Does that wedge really help or hurt?

drtracr

Member
I am researching building a small wind tunnel to test body work for karts and motorcycles. Anyone have interest in this project let me hear from you. It will be big enough for a full size kart with driver.

JM
 
I believe there is a better way than a wedge.

On the wind tunnel aspect, I've looked into renting time in a tunnel. The key is being able to Use the information. Don't forget, because the floor isn't moving, the air under the kart is not correct. Because the tires aren't rolling, the air around them isn't correct. You are wanting to gauge the aero qualities at relatively slow velocities and you already have several obstacles to getting realistic readings and then you have to figure out how your readings relate to the real world. Guys go to school for years to be able to figure all that out.

Get this, Ferrari's F1 team's issues this year we're attributed to not being able to figure out the relationship of their tunnel to real world. They are now using the old Toyota F1 tunnel. That's how important being able to correlate findings can be.

It is easier (AND CHEAPER) to rent an asphalt track for a day or 7 and just test, test, test.....

Mike
 
You cAn break down what you need the wedge for. I tend to like the aspects of corner control more then downforce. The sideboards provide excellent side force allowing you to drive deeper and harder into the corner with more stability. Then use mechanical force and tires adjustments for grip works well for me. I use to run a wejwing but tuning out the tremendous amount of rear downforce didn't work well with my low cross preference. Low mount backboard with a wickerbill is about as far as I push the downforce on wedges I build now. Just my point of view
 
Mike you are correct, but my therory is pretty simple, A little fine tuning on that body work beats none. You spend thousands on a motor and the same on tires yet you have no idea where that body helps. Straightway, corners, where? Will a small strip here or there make it better?
 
I don't believe you'll get a flat kart to run with a wedge bodied kart. especially now with the bigger power plant's . I'm with Mike on the wind tunnel view point. It would be cool to get some data from such a thing, but lap time comparisons best average with a wedge vs best without. Now old school video taping and string taped all over the kart may help in wedge design and effectiveness.
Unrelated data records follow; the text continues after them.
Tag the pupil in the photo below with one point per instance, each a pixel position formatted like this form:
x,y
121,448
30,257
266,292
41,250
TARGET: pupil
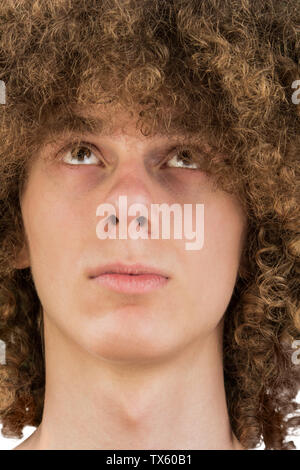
x,y
80,153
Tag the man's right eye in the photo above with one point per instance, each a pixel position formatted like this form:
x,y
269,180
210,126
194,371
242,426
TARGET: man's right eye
x,y
81,154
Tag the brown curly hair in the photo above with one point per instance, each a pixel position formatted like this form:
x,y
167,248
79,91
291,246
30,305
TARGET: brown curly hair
x,y
218,70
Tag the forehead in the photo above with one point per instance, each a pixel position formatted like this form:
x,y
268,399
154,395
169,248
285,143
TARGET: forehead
x,y
110,121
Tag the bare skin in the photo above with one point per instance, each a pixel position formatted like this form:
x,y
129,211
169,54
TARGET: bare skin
x,y
140,371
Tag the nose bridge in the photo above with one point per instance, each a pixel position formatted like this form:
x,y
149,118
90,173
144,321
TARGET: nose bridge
x,y
131,179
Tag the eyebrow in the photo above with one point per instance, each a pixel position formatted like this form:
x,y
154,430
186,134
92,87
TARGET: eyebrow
x,y
75,126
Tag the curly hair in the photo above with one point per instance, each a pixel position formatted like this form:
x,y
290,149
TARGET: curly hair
x,y
218,70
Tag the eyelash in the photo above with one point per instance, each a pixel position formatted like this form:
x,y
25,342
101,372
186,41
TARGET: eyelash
x,y
176,151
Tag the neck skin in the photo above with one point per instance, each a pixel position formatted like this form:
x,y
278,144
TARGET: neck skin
x,y
91,403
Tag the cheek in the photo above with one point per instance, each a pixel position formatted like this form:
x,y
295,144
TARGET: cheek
x,y
213,269
54,223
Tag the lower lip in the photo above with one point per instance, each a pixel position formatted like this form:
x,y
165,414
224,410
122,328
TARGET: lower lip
x,y
131,284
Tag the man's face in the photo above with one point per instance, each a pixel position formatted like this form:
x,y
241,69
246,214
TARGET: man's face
x,y
59,213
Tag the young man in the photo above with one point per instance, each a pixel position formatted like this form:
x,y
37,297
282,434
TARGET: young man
x,y
140,343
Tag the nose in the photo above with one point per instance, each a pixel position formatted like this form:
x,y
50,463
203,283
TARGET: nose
x,y
131,191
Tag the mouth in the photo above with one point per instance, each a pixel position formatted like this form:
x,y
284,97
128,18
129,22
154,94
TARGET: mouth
x,y
130,279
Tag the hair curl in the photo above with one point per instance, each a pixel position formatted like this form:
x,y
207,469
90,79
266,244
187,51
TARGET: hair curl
x,y
220,70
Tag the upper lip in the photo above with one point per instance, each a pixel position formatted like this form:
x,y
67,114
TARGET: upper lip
x,y
121,268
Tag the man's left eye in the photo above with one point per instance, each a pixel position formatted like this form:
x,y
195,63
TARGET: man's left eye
x,y
183,159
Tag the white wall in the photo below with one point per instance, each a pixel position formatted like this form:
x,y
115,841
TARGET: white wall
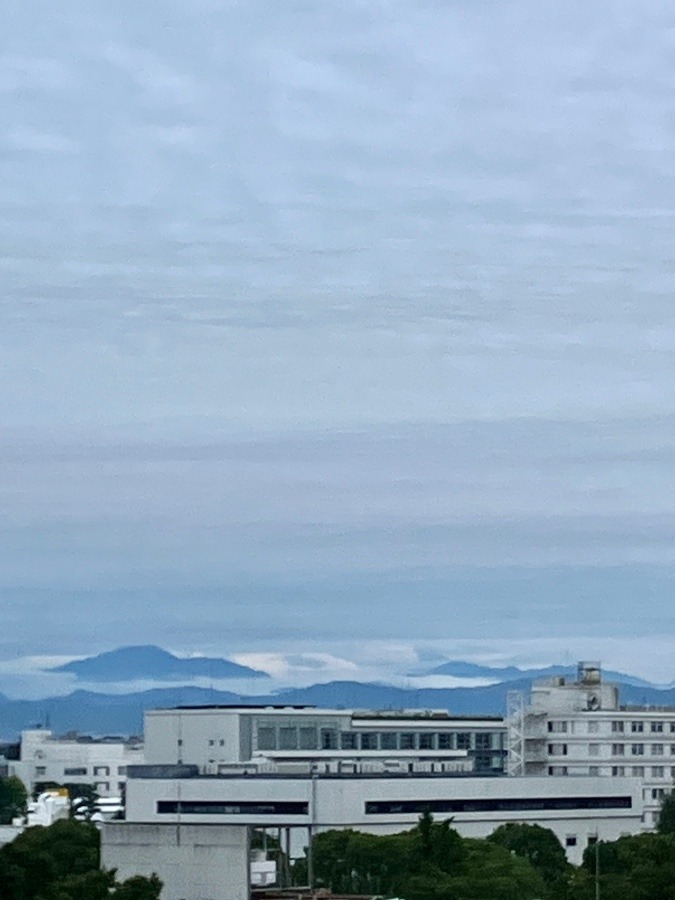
x,y
195,862
340,803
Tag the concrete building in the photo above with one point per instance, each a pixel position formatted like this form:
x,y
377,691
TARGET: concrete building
x,y
214,737
77,759
580,728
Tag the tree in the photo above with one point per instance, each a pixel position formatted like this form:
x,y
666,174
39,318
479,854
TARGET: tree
x,y
13,799
539,846
139,888
62,862
666,823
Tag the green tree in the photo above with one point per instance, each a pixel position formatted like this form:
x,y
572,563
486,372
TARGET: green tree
x,y
139,888
13,799
540,847
666,823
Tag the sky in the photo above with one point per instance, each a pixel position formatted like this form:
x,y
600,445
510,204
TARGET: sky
x,y
338,334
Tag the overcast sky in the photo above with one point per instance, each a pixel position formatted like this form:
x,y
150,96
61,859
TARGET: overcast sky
x,y
325,323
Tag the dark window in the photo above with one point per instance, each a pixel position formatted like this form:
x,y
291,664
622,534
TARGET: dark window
x,y
369,740
232,808
349,740
288,738
267,739
388,740
505,804
407,740
328,739
308,739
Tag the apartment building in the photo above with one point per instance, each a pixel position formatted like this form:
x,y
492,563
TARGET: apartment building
x,y
580,728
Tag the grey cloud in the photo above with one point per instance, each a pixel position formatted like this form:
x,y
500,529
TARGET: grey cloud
x,y
299,290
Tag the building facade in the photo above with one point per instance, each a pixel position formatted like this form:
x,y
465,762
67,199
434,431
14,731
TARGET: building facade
x,y
78,759
580,728
215,737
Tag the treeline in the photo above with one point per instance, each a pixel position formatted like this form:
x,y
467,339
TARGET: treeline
x,y
63,862
517,862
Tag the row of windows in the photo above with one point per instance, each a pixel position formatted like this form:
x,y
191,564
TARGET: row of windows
x,y
618,726
79,771
386,807
232,808
312,738
507,804
621,771
617,749
639,749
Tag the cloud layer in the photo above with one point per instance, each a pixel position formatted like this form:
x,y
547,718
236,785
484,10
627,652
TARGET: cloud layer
x,y
339,320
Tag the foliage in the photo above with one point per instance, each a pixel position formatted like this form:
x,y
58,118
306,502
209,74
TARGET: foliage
x,y
62,862
541,848
429,862
641,867
13,799
666,823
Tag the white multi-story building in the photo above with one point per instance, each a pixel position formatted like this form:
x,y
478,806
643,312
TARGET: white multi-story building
x,y
99,762
571,728
214,737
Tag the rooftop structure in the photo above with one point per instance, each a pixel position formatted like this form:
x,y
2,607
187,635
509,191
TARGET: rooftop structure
x,y
579,728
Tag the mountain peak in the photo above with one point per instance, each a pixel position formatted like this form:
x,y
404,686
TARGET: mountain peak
x,y
151,663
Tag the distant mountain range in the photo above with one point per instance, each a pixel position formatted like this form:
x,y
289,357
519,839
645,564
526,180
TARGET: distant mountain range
x,y
459,669
149,663
97,713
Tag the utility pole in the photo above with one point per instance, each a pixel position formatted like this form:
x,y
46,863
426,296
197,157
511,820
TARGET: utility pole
x,y
597,868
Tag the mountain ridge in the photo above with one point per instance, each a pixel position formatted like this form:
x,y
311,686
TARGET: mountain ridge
x,y
149,662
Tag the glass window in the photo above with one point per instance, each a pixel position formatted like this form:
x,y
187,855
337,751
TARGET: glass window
x,y
288,738
388,740
267,738
557,749
349,740
369,740
328,739
308,739
483,740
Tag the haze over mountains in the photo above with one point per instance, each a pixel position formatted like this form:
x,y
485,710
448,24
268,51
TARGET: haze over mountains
x,y
149,662
106,713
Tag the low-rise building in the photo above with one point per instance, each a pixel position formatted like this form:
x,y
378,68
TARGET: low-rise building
x,y
76,759
213,737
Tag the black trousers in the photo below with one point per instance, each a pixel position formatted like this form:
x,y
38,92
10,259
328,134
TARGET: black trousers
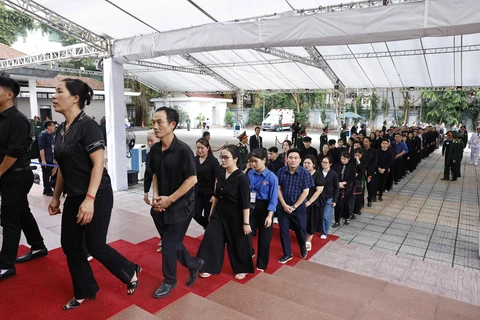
x,y
47,175
95,233
257,222
16,216
382,182
202,209
172,246
299,220
226,228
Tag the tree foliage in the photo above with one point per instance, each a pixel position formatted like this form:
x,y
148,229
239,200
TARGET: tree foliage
x,y
445,106
13,24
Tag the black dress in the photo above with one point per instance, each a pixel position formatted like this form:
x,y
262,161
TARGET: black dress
x,y
226,227
314,212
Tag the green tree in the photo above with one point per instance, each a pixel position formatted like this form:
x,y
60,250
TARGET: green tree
x,y
445,106
13,24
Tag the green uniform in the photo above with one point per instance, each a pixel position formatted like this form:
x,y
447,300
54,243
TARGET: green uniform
x,y
323,140
242,159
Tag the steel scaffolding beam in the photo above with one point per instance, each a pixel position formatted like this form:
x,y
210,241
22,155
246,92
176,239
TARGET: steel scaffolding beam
x,y
57,22
71,52
209,71
316,56
162,66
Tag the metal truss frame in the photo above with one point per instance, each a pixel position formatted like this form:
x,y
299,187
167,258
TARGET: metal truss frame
x,y
58,22
162,66
331,8
209,71
66,53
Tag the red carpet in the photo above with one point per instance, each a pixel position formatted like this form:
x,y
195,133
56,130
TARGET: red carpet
x,y
42,286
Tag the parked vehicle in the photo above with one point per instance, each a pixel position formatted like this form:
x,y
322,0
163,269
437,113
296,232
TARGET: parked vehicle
x,y
271,121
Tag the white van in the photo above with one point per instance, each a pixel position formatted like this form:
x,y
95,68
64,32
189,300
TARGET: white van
x,y
271,120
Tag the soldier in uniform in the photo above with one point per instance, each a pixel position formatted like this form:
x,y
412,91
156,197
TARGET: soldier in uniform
x,y
324,137
243,150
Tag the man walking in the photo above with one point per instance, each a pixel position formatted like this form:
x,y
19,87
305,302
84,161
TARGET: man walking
x,y
16,179
174,176
45,145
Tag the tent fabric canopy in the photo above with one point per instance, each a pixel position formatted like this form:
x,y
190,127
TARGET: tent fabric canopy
x,y
365,48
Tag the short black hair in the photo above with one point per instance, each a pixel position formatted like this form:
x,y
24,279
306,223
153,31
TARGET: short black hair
x,y
48,123
77,87
172,115
11,85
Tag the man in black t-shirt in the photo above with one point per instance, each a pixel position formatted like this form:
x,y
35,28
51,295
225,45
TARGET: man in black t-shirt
x,y
174,176
16,179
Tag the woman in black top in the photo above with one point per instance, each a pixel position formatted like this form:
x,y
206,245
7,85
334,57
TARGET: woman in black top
x,y
314,198
346,176
79,151
229,221
208,171
330,194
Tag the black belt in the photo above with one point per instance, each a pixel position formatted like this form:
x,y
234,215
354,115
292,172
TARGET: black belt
x,y
29,168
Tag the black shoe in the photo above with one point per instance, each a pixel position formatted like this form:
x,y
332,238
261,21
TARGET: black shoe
x,y
194,273
303,252
164,290
284,259
133,285
30,255
10,273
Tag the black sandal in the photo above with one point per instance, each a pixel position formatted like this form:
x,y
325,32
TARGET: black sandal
x,y
72,304
133,285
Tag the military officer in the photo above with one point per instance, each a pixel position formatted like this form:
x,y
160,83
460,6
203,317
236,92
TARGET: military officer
x,y
243,150
324,137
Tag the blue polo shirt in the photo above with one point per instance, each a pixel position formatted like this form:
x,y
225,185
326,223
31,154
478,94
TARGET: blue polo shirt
x,y
265,185
293,184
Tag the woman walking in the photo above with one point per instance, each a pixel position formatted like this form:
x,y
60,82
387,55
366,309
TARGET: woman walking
x,y
229,221
79,151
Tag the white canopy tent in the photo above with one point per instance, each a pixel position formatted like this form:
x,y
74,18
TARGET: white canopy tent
x,y
270,45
I know if you put your experiments on video and post them up you'll get a massive viewing tunnel or no tunnel.
 
Another aspect is how the kart "feels". You can run the same fast lap time in qualifying but to do it lap after lap? Feel can not be configured in a tunnel and it is very difficult to determine how the kart will act aero-wise on corner entry....transition into the corner when the surface is not even....

There is a lot of stuff to consider other than air just passing over the top...

With regards to a treadmill, that's what they basicly use in a rolling floor tunnel. Surface deviations still aren't in that equation.....and we are on dirt.

I'm not trying to be a buzz kill. It just takes a huge base of knowledge and understanding to be able to get something productive out of it. The more serious I got about dropping $5000 on 2-3 hours, the more I began to realize that is just the tip of the iceberg. $5000 pays for a LOT of track time!

Mike
 
Im not sure if you could even get good data from a wind tunnel on the effectiveness of a wedge without some serious trickery.